Appreciation When Work Is Done Well
People want to feel appreciated when they do their work well. This is about so much more than money. In fact, unless you are working with mercenaries whose primary motivation is money (e.g., many sales people, just-passing-through CEO’s, etc.), money is not a motivator by its presence, but it is a demotivator by its absence and/or inequity.
This is about genuinely, sincerely recognizing people when they do their work well. It is a well- established psychological fact that it is not necessarily the size of the reward or the severity of the punishment that makes feedback effective. It is the immediacy, frequency and specificity with which it is given.
“Immediacy” is about how soon after some achievement or screw-up is the feedback given. When your dog poops on your living room carpet, but four hours go by before you correct them, no beneficial learning occurs. If a rat rings a bell, but it is one hour before they are rewarded with a sugar cube, no beneficial learning occurs. Pausing here, you may be thinking that while this may be true for dogs and rats, it is not true for humans. I will tell you that there is very little evidence that humans track any differently than dogs or rats. When a pitcher, waves off their catcher’s sign, and serves up a hanging curve to a top-of-the-order batter in the bottom of the ninth, in a one run game with runners on second and third, and the batter parks the pitch in a different zip code, but the bad pitch selection isn’t discussed with that pitcher until the off-season during contract negotiations, no beneficial learning occurs. When a person commits a crime, but it takes months to catch them and years to try them, no beneficial learning occurs. When a team member performs some noteworthy accomplishment, but isn’t recognized for it until they receive their annual performance review nine months later, no beneficial learning occurs.

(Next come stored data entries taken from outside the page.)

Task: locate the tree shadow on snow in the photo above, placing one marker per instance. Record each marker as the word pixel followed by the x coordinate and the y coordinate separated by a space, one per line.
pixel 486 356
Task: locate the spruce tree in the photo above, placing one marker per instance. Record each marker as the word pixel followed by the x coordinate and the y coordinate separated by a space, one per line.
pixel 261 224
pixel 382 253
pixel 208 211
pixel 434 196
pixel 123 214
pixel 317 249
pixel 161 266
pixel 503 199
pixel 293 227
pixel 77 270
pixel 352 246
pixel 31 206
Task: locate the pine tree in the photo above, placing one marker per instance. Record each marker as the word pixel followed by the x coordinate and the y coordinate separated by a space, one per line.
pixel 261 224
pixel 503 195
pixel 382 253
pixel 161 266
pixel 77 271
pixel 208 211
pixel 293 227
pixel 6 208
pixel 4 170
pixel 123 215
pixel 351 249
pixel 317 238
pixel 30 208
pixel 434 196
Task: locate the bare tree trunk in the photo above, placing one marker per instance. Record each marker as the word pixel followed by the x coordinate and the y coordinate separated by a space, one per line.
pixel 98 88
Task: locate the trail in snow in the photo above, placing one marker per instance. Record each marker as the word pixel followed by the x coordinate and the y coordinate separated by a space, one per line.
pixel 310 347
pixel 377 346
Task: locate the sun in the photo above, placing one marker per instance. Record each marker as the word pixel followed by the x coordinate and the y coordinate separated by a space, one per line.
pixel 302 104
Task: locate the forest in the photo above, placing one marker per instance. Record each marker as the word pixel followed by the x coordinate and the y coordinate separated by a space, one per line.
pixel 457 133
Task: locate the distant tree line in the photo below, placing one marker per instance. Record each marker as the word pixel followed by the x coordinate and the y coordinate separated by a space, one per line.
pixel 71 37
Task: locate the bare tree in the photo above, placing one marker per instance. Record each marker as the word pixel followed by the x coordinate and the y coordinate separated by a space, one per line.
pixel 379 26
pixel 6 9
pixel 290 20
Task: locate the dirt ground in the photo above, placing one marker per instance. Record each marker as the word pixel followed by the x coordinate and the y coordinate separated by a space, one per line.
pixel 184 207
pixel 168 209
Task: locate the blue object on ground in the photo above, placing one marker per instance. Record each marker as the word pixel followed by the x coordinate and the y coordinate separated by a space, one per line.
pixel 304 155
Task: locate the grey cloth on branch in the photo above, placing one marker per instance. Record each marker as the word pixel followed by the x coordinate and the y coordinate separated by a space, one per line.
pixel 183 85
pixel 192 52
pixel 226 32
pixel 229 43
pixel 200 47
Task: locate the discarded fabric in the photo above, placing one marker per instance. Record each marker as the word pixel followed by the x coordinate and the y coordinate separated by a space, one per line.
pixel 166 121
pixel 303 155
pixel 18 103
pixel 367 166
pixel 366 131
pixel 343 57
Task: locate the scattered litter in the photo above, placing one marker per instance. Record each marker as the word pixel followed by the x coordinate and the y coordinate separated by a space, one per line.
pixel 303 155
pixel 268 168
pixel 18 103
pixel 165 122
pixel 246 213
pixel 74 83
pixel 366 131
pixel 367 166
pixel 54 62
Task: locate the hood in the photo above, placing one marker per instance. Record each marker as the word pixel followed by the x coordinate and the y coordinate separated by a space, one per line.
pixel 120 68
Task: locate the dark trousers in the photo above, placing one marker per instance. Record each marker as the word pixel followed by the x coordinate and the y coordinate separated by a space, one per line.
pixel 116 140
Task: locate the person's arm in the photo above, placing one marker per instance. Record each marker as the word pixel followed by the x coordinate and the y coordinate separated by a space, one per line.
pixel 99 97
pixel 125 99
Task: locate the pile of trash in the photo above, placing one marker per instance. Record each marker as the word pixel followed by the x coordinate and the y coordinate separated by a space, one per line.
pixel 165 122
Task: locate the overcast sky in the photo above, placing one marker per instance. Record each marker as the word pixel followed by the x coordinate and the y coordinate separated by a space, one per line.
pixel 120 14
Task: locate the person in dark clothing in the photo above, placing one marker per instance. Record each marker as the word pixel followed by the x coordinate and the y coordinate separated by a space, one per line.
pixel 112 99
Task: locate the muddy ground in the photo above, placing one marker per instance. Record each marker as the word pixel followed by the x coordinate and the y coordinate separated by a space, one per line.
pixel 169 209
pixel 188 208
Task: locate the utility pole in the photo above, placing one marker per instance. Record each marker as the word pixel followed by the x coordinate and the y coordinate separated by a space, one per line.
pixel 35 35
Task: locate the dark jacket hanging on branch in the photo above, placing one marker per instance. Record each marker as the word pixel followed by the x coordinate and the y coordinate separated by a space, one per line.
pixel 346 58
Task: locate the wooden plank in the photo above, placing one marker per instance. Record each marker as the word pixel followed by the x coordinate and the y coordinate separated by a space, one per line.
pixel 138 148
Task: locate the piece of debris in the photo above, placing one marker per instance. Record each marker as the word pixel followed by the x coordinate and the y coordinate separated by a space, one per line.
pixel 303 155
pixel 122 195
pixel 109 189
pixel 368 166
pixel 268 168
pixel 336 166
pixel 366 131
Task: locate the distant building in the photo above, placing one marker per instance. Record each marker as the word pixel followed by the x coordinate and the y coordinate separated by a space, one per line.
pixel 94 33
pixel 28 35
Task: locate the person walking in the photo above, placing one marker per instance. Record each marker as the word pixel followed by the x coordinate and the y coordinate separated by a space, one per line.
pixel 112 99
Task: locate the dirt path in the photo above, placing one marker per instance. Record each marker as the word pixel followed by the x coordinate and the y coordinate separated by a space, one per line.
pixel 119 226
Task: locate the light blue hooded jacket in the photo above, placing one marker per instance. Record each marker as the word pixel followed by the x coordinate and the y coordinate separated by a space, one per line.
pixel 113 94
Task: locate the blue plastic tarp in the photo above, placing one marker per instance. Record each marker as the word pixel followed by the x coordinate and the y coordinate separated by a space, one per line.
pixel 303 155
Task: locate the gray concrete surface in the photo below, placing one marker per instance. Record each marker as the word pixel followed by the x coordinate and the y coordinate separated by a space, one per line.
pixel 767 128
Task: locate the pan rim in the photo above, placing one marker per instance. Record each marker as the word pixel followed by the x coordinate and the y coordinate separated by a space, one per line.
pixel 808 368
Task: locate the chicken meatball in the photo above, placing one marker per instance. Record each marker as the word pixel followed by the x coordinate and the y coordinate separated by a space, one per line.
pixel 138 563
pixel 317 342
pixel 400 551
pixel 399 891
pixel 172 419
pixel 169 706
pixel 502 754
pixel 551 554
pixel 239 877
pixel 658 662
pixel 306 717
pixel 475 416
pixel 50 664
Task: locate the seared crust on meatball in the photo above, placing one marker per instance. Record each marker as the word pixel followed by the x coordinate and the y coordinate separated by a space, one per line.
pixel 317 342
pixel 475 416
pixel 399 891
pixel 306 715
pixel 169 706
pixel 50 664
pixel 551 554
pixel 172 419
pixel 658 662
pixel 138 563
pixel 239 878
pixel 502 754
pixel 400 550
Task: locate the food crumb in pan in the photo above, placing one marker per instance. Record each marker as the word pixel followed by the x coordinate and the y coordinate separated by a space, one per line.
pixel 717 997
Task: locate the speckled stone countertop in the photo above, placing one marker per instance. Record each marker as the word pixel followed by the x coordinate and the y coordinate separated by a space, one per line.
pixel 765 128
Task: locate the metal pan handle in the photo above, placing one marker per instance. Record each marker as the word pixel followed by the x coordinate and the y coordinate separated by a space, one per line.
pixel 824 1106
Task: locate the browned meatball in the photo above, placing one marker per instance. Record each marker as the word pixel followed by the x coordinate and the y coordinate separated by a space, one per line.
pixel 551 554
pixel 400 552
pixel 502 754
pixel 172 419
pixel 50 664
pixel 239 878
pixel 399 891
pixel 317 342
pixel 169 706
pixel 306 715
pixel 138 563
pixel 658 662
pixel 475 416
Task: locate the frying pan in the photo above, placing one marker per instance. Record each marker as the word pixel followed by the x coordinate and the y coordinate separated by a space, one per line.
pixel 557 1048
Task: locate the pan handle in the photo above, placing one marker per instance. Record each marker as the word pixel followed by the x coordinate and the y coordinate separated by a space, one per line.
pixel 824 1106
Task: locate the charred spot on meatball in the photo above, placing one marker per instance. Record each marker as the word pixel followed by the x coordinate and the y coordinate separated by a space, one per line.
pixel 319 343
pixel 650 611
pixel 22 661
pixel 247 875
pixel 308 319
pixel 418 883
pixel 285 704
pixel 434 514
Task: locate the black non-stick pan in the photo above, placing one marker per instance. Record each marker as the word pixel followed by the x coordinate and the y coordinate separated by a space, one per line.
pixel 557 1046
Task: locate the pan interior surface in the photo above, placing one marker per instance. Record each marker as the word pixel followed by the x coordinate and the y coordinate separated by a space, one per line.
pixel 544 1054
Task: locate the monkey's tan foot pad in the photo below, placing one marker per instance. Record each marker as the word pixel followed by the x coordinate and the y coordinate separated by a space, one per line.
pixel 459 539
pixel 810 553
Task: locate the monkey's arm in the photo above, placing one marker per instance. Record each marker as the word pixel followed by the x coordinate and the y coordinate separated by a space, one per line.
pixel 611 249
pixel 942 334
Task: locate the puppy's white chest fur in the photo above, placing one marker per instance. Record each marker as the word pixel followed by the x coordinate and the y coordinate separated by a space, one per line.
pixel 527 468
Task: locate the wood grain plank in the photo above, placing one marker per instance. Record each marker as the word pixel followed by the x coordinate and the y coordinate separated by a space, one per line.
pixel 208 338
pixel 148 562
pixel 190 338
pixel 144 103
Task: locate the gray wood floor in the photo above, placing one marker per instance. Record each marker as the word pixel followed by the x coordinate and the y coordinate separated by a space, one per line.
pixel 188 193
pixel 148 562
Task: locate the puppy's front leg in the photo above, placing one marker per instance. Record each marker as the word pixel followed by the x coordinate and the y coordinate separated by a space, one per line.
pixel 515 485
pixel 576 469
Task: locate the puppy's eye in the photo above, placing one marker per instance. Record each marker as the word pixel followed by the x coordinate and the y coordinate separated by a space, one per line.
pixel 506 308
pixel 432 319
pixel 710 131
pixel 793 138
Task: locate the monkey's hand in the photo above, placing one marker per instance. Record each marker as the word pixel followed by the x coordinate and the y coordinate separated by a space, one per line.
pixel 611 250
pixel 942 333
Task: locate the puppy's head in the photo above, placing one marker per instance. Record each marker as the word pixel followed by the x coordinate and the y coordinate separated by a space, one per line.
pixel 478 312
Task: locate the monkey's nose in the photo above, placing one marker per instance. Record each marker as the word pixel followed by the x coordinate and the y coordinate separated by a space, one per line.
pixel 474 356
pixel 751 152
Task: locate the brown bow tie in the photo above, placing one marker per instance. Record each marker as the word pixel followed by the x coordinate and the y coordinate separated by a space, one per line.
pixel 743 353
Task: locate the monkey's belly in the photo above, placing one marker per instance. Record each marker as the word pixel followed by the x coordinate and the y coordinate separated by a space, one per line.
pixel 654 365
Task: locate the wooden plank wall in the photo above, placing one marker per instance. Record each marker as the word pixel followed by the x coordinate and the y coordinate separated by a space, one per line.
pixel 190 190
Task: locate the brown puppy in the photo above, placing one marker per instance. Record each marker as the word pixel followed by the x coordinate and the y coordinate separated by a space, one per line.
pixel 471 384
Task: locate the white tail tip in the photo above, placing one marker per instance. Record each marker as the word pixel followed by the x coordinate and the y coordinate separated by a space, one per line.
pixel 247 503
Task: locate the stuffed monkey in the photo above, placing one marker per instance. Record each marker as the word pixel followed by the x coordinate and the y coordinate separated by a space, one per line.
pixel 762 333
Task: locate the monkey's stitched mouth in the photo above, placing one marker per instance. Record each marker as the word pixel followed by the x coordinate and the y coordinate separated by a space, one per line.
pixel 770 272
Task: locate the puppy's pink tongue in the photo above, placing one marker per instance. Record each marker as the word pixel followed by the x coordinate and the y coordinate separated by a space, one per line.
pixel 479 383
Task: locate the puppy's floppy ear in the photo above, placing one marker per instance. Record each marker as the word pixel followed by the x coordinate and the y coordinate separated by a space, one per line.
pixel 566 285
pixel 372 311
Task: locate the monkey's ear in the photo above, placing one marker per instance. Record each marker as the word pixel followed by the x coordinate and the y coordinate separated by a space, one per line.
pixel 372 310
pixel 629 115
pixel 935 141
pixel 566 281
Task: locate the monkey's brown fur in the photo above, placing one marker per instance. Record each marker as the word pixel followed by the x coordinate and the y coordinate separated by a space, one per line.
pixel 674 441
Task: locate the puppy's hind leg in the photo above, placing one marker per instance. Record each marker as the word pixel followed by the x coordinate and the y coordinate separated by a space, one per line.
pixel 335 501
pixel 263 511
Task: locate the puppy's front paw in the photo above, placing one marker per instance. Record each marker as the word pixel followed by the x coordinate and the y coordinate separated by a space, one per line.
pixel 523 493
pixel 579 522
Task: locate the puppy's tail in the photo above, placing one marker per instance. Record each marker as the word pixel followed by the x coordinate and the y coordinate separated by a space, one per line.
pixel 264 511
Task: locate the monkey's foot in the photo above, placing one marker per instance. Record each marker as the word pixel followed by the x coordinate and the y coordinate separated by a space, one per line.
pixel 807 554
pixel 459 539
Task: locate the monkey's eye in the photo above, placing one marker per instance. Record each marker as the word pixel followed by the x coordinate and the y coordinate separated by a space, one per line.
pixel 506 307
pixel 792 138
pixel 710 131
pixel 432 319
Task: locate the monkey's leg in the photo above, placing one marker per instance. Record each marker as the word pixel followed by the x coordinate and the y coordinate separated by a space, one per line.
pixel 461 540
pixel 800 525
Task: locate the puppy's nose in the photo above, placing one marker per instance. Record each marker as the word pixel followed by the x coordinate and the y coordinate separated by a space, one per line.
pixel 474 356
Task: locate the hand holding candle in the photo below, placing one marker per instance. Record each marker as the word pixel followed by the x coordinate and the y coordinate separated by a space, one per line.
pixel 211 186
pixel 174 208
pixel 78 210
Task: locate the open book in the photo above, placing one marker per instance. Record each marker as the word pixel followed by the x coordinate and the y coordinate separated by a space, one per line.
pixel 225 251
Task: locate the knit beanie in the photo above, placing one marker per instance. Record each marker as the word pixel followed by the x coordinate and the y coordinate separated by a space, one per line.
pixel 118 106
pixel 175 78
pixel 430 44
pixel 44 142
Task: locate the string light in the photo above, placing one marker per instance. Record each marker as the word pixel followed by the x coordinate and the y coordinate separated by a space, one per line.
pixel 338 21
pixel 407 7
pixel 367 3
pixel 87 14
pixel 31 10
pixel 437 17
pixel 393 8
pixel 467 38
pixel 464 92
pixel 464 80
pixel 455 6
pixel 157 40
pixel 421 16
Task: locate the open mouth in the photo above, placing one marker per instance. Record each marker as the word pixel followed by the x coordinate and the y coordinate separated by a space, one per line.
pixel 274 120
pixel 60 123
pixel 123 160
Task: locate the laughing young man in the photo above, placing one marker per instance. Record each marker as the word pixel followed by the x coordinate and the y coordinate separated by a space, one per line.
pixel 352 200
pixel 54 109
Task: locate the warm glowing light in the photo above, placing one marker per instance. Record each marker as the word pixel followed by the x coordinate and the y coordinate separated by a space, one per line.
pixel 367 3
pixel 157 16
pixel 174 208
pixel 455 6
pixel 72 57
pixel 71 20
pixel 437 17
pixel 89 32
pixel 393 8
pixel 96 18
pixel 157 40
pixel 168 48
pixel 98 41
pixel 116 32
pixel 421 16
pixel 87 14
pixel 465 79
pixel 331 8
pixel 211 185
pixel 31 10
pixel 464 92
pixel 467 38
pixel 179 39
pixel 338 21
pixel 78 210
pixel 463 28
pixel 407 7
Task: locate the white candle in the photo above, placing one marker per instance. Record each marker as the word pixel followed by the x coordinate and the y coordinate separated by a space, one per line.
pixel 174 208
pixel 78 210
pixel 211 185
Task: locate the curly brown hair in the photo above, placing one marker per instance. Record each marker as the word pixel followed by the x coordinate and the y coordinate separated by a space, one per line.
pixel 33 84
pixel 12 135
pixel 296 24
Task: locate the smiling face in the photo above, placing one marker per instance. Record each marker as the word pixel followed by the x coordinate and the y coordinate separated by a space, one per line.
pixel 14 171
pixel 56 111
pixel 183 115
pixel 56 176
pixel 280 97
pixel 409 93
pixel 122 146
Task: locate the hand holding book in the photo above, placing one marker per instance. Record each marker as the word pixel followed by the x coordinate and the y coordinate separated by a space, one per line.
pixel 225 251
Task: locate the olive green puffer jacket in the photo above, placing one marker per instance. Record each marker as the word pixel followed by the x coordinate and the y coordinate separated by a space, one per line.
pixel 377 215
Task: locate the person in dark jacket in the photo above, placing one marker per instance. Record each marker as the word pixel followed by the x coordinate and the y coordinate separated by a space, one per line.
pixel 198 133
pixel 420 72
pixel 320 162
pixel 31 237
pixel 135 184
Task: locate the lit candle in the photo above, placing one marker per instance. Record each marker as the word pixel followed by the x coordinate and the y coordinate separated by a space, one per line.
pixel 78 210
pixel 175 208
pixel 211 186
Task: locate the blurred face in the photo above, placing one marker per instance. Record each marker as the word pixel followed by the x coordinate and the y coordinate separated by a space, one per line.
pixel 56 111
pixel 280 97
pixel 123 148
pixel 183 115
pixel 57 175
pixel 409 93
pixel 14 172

“Frequency” is about how consistently a behavior is rewarded or punished when it is committed. If a desirable behavior is recognized only one out of ten times, or with seeming randomness, no beneficial learning occurs. If your dog brings you a beer from the fridge, but you fail to consistently praise and reward them for doing so, you should plan on getting your own beer. If a criminal knows that their odds of being caught, not to mention being brought to trial and eventually convicted, are low, no beneficial learning occurs. If an employee repeatedly demonstrates some desirable behavior, or repeatedly demonstrates some undesirable behavior, but is recognized for it, or confronted about it, only sporadically, no beneficial learning occurs.
“Specificity” is about how definitive the feedback is. If you aren’t specific in your feedback, your dog will think they are doing well when they bring you a bottle of lemon juice rather than a beer from the fridge. If the charge filed against a person who committed a crime is, “You did an illegal thing,” no beneficial learning occurs. “The reliability and change adaptiveness of that solution you developed for Product XYZ is amazing,” is a lot more meaningful than, “Nice work on Product XYZ,” and a ton more meaningful than, “Good job.” Of course, specificity in feedback means that the leader, or other person giving the feedback, is qualified to comment on the person’s work. Feedback to a major league baseball player about the quality of their hitting, positive or negative, given by someone whose only experience with baseball is from a bar stool watching ESPN game recaps means little. Feedback about the quality of a developer’s code, positive or negative, given by a boss with no coding experience means little.